Tribunal de commerce de Toulon, le 22 janvier 2025, n°2023J00330

Le Tribunal de commerce de Toulon, par jugement du 22 janvier 2025, a été saisi d’un litige contractuel entre une société d’assurance et son assuré. La première réclamait le paiement de franchises impayées suite à plusieurs sinistres. L’assuré, défendeur, n’avait pas honoré ces obligations malgré de multiples mises en demeure. Le tribunal a fait droit à la demande principale. Il a aussi accordé des dommages-intérêts pour résistance abusive. La question posée était de savoir si l’inexécution des obligations contractuelles justifiait une telle condamnation. Le tribunal a répondu positivement en condamnant le débiteur défaillant.

**La sanction de l’inexécution contractuelle**

Le jugement retient d’abord la réalité de l’obligation et de son inexécution. Le contrat d’assurance liant les parties prévoyait le paiement d’une franchise pour chaque sinistre. Le tribunal constate que « plusieurs sinistres ont été déclarés » et que la société créancière « a procédé à chaque fois à leurs règlements ». L’obligation de l’assuré était donc claire. Le juge relève ensuite le défaut de paiement, notant que la société débitrice « ne s’est pas acquittée des franchises contractuelles ». Cette double constatation fonde la condamnation au paiement du principal. L’application des articles 1217 et suivants du Code civil est ainsi mise en œuvre. Le créancier a démontré l’existence de son droit et la défaillance du débiteur. La solution est classique et conforme au droit commun des contrats.

La procédure de mise en demeure est ensuite examinée avec rigueur. Le tribunal prend soin de détailler les relances effectuées. Il est « attendu que la société créancière a adressé à la société débitrice sept lettres de mise en demeure ». Ces courriers recommandés, échelonnés de juin 2021 à février 2022, établissent la persistance du défaut. Ils démontrent aussi que le débiteur « ne les a contestées en dépit des relances ». Cette absence de réaction renforce la position du créancier. Elle permet de faire courir les intérêts de retard depuis la première mise en demeure. Le tribunal applique strictement les conditions de la mise en demeure. Il en tire toutes les conséquences juridiques pour la partie défaillante.

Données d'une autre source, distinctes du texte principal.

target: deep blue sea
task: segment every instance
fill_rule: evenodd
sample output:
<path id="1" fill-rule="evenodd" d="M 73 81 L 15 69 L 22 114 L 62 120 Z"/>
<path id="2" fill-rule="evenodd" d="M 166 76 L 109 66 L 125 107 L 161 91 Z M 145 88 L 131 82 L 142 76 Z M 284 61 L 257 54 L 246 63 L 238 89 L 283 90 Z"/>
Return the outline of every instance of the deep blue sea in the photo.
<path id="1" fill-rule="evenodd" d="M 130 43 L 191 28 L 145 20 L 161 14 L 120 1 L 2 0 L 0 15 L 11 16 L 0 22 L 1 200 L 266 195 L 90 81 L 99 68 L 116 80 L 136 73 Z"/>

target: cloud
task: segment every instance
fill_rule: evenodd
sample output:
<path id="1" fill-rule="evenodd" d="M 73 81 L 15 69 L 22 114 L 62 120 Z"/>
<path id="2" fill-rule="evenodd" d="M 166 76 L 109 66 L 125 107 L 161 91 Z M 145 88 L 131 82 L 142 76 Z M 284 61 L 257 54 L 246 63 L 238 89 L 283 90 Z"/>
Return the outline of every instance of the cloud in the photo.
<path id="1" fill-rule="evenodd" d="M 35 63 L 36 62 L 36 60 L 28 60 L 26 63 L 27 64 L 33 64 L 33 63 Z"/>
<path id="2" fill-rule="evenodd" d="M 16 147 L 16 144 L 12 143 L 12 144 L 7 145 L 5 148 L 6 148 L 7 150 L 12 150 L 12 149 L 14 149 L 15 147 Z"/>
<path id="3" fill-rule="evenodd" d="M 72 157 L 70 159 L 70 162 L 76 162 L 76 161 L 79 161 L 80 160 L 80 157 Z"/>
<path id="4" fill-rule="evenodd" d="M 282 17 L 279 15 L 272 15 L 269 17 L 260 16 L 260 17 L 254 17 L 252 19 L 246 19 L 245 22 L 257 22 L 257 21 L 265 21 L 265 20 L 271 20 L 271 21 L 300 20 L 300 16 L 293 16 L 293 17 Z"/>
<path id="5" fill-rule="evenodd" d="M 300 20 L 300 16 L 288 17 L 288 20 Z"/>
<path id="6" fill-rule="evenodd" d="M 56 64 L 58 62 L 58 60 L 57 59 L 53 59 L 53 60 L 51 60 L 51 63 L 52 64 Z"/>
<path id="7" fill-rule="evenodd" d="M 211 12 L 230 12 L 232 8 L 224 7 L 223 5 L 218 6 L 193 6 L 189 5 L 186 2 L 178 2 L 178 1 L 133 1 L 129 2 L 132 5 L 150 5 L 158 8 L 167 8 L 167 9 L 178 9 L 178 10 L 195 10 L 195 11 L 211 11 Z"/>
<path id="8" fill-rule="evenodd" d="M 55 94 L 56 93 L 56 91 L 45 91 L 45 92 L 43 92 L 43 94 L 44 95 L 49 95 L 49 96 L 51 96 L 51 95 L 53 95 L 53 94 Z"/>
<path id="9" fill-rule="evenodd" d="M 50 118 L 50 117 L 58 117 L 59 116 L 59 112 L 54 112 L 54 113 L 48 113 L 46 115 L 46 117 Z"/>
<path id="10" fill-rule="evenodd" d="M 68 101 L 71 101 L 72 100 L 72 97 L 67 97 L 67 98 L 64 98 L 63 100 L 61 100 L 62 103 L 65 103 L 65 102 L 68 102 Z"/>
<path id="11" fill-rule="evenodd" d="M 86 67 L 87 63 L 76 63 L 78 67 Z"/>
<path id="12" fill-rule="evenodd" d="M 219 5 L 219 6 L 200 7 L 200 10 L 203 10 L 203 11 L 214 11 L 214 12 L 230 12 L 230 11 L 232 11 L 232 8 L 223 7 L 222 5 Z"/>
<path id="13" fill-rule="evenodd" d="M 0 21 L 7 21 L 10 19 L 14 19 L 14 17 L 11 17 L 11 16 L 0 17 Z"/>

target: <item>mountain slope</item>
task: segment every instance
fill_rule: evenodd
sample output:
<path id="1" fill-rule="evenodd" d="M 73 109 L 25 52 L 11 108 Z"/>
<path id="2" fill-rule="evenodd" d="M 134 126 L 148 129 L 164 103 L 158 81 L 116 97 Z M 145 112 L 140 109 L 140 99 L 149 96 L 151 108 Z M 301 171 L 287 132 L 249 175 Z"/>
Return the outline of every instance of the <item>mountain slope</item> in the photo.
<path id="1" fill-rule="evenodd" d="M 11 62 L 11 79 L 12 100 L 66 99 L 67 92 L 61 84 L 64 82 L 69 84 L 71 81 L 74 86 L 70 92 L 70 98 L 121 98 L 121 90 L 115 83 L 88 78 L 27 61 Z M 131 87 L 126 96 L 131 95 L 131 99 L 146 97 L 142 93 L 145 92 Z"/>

**La répression des comportements procéduraux abusifs**

Le jugement dépasse la simple exécution forcée pour sanctionner un abus. Le tribunal alloue des dommages-intérêts distincts pour « résistance abusive ». Cette condamnation spécifique, d’un montant de cinq mille euros, mérite attention. Elle ne se confond pas avec l’indemnité au titre de l’article 700 du code de procédure civile. Le juge sanctionne ainsi un comportement fautif dans l’instance. La résistance du débiteur, face à une créance établie et plusieurs fois réclamée, est considérée comme déraisonnable. Cette qualification reste toutefois discrètement motivée. Le jugement n’explicite pas en quoi la défense était abusive. On peut supposer que l’absence de contestation sérieuse des faits avant l’instance a été déterminante.

La portée de cette décision est significative en matière de procédure civile. Elle rappelle que le droit à la défense ne saurait justifier une obstruction injustifiée. La sanction d’une résistance abusive vise à préserver la bonne administration de la justice. Elle décourage les tactiques dilatoires. Cette jurisprudence des tribunaux de commerce rejoint la préoccupation générale contre les procédures abusives. Toutefois, le critère de l’abus demeure laissé à l’appréciation souveraine des juges du fond. Une définition plus précise serait utile pour la sécurité juridique. Cette solution incite les parties à adopter une conduite loyale dans le procès. Elle protège le créancier contre les lenteurs indues.

Source : Cour de cassation – Base Open Data « Judilibre » & « Légifrance ».